The Mississippi River is predicted to crest at Cape Girardeau some time today at an all-time record flood stage of 46.6 feet; weather forecasters have warned the river may not fall below flood stage here until some time in mid-August.
During a visit to Cape Girardeau County yesterday morning, Gov. Mel Carnahan praised the work of volunteers and the National Guard in battling floodwaters and promised the state will do its part to fund disaster relief efforts.
Plans for the completion of Interstate 55 in Cape Girardeau County are 90 percent finished, some of the right of way has been acquired and contracts should be let during the 1970 construction year.
A tidal wave of negative votes in the Advance, Missouri, area overcome substantial support in Delta and Chaffee, Missouri, for a three-way school measure and sends the proposition down to a convincing defeat; the unofficial vote was 892 in favor of the consolidation and 1,170 opposed.
Forty-eight men, all employees of the Cape Institute of Aeronautics at Harris Field, were inducted into the Air Corps Enlisted Reserve yesterday in a ceremony conducted at the field by 2nd Lt. Harold R. Phelps, recruiting and induction officer from Jefferson Barracks; the act releases the men from future action of the county draft board, but subjects them to call to active duty in the Army.

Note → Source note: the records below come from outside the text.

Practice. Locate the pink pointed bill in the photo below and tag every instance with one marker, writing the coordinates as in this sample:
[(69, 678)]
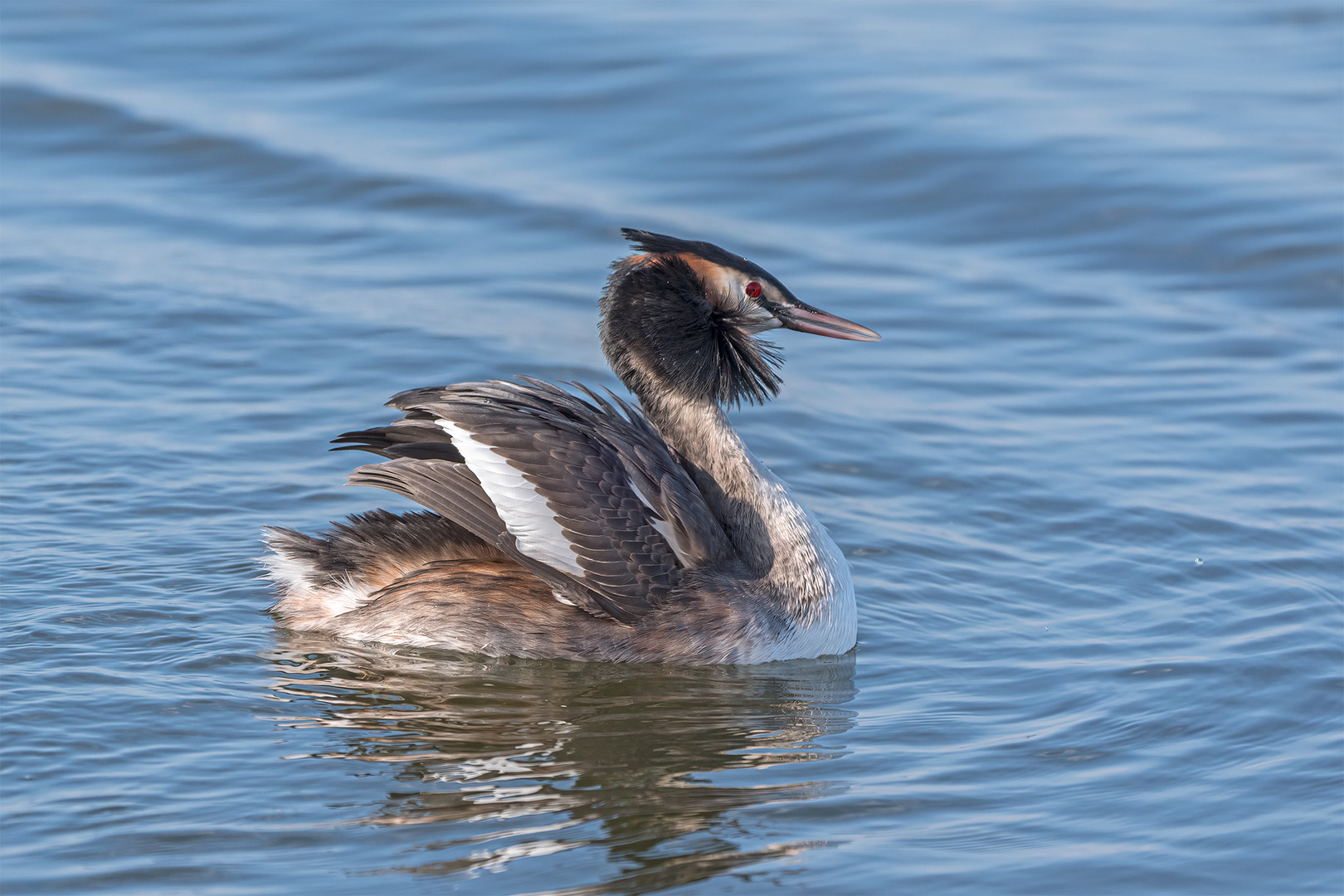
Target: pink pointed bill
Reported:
[(821, 324)]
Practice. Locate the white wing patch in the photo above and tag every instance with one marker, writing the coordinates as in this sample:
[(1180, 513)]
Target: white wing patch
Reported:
[(661, 525), (520, 507)]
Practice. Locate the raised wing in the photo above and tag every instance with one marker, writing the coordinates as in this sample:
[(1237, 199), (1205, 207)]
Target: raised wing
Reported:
[(587, 494)]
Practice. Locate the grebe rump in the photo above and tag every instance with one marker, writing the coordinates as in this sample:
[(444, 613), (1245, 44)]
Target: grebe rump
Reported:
[(569, 524)]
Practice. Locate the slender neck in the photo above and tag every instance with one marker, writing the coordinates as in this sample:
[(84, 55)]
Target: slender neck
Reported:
[(774, 536)]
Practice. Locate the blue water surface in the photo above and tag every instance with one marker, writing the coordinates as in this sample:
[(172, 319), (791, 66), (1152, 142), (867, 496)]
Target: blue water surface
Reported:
[(1089, 483)]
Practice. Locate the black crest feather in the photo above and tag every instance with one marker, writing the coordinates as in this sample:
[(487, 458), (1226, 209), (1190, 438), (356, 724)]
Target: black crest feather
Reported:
[(663, 336)]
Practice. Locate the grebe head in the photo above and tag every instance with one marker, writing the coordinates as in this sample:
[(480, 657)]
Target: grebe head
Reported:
[(682, 319)]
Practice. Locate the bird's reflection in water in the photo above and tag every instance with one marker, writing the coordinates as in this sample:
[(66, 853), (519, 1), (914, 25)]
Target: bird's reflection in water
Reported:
[(548, 757)]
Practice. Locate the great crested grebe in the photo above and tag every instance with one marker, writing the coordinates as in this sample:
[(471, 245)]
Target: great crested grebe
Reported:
[(578, 527)]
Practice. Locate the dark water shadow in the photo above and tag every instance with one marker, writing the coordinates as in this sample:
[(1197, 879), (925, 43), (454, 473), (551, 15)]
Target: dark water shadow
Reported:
[(632, 763)]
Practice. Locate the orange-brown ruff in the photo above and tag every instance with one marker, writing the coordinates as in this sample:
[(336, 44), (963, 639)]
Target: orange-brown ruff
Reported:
[(567, 524)]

The government has given approval for construction of concrete pavement on West Independence Street; the letter of approval comes from the regional War Production Board office at Kansas City, Missouri; tentative plans are to build first the sector west from Keller Avenue, at top of the Independence Street hill, to Highway 61; this will be done this summer and fall, with the paving of the street east to West End Boulevard possibly to go over until next spring; the street surfacing now is of blacktop material.
Chief of police Arthur Whitener has handed in his resignation to Mayor H.H. Haas, to take effect Aug. 1, when he will leave Cape Girardeau for New Madrid County to take up farming near the town of Gideon, Missouri; just who will replace him as chief hasn't been decided, but friends of policeman E.L. Hutson are boosting him for the job.
The Rev. M.J. LeSage, C.M., pastor of St. Vincent's Catholic Church, has been appointed an Army chaplain with the rank of first lieutenant; he is now in St. Louis, where he will remain about 10 days before returning to Cape Girardeau to arrange his affairs; he then will go to the chaplain training school near Louisville, Kentucky.